Y arrancamos la Primera A con una de esas historias que, a esta altura, ya parecen pertenecer al terreno de las leyendas del Verde Césped. Porque enfrente estaba Parne Kipada, el gigante de la máxima categoría, ese equipo que viene escribiendo una página detrás de otra y que ya no sabe si llamarse bicampeón, tricampeón o tetracampeón, porque los títulos se le fueron acumulando casi sin darle tiempo a la estadística para acomodarse. Copa de Oro 2025, Clausura 2025, Apertura 2026 y otra vez Copa de Oro en 2026. Cuatro conquistas consecutivas, un año calendario entero sin conocer la derrota y una máquina que, cada domingo, parece encontrar una manera distinta de seguir funcionando. Del otro lado aparecía Ratoes, recién ascendido, pero con una diferencia importante respecto de aquel equipo que venía sorprendiendo en las primeras fechas de la máxima categoría: para este partido llegaba sin sus dos figuras, esas incorporaciones que habían sido parte importante de la buena presentación del equipo en este comienzo. Sobre el papel, mirando las planillas antes de que rodara la pelota, parecía que el campeón tenía el camino un poco más despejado. Pero el fútbol, por suerte, sigue teniendo esa costumbre hermosa de no respetar demasiado los papeles.

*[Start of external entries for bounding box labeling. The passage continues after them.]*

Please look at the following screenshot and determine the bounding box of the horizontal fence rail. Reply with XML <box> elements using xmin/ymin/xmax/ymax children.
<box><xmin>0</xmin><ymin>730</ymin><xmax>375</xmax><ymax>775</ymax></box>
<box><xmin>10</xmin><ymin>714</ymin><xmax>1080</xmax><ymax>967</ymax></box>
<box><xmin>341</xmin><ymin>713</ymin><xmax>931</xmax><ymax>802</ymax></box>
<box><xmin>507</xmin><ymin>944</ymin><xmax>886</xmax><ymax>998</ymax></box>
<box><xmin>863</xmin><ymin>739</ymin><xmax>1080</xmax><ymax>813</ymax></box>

Porque Ratoes salió a jugarlo. Y lo jugó de verdad. No se escondió, no se metió atrás esperando que pasaran los minutos y tampoco pareció intimidado por tener enfrente al equipo que lleva un año entero sin perder. En ese primer tiempo tuvo situaciones, encontró espacios y estuvo varias veces cerca de poner en aprietos al campeón. El problema es que debajo de los tres palos de Parne estaba Matata Simkin, el uno celeste, que tuvo una de esas tardes en las que el arquero también escribe parte de la crónica. Apareció cuando tenía que aparecer, respondió en distintas oportunidades y terminó siendo una de las razones por las que Ratoes se fue al descanso preguntándose cómo podía haber generado tanto y no haber convertido.

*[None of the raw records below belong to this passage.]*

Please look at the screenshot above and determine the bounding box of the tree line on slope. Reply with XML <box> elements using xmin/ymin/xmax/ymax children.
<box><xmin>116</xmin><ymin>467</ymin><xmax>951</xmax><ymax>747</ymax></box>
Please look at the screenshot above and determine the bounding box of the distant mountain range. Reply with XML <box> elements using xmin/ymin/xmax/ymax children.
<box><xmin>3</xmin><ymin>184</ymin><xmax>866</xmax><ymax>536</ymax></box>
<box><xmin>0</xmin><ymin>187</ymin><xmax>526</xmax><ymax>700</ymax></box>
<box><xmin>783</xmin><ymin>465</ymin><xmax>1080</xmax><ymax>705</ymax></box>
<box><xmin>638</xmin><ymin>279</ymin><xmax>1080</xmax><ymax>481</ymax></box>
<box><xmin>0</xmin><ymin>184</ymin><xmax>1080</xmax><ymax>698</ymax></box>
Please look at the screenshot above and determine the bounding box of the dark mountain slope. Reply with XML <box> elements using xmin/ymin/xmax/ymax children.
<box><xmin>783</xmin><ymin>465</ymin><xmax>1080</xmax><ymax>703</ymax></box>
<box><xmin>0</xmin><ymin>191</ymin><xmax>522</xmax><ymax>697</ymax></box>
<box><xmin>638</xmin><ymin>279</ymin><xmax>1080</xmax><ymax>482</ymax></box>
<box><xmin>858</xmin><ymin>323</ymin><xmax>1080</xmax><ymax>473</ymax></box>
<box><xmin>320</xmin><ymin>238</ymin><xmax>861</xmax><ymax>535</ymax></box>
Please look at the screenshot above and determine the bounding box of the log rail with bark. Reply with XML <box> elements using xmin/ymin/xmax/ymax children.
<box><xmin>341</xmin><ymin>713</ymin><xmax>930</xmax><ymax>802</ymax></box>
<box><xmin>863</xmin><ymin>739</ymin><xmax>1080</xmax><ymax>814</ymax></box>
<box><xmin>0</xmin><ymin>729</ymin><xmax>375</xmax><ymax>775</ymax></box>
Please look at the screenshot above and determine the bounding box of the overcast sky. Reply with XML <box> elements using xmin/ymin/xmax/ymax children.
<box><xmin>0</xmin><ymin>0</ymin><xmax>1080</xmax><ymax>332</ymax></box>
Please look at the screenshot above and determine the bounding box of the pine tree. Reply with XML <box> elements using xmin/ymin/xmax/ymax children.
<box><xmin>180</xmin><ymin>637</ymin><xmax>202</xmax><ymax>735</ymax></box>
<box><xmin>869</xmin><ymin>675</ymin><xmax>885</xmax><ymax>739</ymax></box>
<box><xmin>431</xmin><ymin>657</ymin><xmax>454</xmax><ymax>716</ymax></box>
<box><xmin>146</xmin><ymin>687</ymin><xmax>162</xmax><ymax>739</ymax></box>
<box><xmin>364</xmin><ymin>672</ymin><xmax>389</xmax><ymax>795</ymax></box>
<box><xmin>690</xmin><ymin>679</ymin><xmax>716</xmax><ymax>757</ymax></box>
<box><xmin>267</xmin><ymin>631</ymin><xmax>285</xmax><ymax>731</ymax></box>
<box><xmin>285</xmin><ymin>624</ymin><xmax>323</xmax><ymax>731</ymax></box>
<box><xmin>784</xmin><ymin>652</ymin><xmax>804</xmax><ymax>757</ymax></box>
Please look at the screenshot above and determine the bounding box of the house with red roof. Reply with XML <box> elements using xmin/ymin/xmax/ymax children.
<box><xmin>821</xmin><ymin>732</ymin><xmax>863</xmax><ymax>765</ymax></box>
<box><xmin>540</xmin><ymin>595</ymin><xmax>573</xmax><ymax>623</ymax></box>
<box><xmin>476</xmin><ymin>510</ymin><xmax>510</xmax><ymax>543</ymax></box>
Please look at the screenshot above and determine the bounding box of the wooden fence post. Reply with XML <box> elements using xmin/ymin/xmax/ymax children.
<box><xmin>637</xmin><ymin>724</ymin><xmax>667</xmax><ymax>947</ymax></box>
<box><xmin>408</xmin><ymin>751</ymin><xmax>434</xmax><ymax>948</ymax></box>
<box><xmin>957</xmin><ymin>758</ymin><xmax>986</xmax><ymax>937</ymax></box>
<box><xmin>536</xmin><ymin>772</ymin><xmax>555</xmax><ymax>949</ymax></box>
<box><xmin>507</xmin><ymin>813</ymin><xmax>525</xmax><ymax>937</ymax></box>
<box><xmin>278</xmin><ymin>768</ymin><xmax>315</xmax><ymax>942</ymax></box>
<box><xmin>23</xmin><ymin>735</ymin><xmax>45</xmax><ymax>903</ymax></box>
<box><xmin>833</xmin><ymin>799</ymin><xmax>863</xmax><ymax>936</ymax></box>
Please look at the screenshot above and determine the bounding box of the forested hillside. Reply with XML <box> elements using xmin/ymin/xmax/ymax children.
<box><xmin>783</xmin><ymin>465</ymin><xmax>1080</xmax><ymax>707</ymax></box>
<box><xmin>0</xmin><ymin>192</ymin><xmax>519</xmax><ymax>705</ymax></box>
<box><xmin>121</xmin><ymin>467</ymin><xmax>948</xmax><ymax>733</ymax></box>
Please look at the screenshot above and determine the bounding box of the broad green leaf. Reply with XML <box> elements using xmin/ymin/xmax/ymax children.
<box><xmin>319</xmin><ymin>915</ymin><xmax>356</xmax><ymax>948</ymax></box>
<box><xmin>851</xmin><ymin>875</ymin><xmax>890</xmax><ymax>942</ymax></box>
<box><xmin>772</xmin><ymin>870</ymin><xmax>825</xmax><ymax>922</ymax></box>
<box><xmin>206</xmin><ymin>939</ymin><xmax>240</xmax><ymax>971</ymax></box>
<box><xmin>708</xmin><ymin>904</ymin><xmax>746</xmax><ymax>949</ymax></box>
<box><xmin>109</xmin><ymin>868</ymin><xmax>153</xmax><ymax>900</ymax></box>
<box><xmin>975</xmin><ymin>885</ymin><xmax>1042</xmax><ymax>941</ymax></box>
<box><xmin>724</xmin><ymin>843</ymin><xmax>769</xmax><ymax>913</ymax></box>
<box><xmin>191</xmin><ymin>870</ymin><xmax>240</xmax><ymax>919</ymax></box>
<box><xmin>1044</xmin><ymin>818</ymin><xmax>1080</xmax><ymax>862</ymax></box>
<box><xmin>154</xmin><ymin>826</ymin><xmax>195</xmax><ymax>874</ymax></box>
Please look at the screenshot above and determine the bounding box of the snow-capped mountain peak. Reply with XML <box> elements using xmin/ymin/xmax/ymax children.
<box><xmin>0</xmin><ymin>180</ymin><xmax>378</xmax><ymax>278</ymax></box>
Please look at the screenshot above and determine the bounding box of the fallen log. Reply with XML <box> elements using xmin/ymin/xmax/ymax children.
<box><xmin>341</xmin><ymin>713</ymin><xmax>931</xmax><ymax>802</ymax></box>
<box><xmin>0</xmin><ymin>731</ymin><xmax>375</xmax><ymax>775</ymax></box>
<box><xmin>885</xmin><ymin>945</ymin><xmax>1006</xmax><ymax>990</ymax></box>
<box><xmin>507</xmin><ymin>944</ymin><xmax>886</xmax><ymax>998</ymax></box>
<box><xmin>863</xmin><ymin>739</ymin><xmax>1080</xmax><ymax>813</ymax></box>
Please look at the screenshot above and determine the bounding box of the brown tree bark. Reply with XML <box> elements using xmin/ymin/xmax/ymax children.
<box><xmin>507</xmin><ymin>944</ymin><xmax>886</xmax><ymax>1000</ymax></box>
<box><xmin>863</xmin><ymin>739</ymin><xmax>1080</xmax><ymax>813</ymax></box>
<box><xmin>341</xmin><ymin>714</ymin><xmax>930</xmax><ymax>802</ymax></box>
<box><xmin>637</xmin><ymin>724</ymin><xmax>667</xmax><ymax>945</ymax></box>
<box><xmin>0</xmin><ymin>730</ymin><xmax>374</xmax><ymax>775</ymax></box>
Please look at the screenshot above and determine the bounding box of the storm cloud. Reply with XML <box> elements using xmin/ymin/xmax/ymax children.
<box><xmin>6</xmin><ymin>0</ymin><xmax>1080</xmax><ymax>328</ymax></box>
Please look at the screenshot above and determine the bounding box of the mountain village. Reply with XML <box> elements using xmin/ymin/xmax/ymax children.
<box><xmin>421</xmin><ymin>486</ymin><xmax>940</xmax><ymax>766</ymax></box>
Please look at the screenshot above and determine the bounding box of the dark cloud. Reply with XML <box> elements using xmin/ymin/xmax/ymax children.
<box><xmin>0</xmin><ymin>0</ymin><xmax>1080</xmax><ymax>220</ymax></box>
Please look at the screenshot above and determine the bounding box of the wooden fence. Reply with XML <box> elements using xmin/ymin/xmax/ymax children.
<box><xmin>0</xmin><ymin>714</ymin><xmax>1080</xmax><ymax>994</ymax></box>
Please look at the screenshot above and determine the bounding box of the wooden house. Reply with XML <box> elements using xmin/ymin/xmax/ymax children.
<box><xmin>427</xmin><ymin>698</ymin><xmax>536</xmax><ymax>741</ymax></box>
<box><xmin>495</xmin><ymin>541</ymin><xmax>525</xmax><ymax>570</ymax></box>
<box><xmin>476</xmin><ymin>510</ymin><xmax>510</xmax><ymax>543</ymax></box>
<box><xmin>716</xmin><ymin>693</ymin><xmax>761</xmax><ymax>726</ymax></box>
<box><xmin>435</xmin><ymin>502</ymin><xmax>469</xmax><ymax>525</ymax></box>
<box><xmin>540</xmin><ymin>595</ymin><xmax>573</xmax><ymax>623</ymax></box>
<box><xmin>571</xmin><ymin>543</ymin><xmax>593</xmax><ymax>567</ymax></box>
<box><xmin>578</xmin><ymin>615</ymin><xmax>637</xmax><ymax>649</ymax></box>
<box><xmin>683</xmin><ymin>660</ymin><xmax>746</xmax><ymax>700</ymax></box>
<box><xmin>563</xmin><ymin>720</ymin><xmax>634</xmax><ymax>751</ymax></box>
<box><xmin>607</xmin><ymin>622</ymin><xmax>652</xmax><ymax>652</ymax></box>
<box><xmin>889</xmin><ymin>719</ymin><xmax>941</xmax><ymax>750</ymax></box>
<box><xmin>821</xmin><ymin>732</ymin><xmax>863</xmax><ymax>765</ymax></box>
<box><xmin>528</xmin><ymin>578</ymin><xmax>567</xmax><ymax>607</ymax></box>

Y mientras Ratoes buscaba su premio, Parne hacía lo que hacen los grandes. No necesitó dominar cada minuto para encontrar el camino. Un remate que se desvía, una pelota que queda viva, esos pequeños accidentes que en el fútbol pueden convertirse en enormes diferencias, y ahí apareció Zorzoli, que atraviesa una racha de esas que cualquier delantero quisiera tener. La encontró en sus pies y no perdonó. Un toque, pelota adentro y 1 a 0 para Parne Kipada. Sin demasiados adornos. Como tantas veces pasa en este deporte: una jugada parece morir, la pelota toma otro rumbo y de repente el goleador está donde tiene que estar. El famoso “estar en el lugar indicado”, que en el área no es magia: también es olfato, lectura y costumbre.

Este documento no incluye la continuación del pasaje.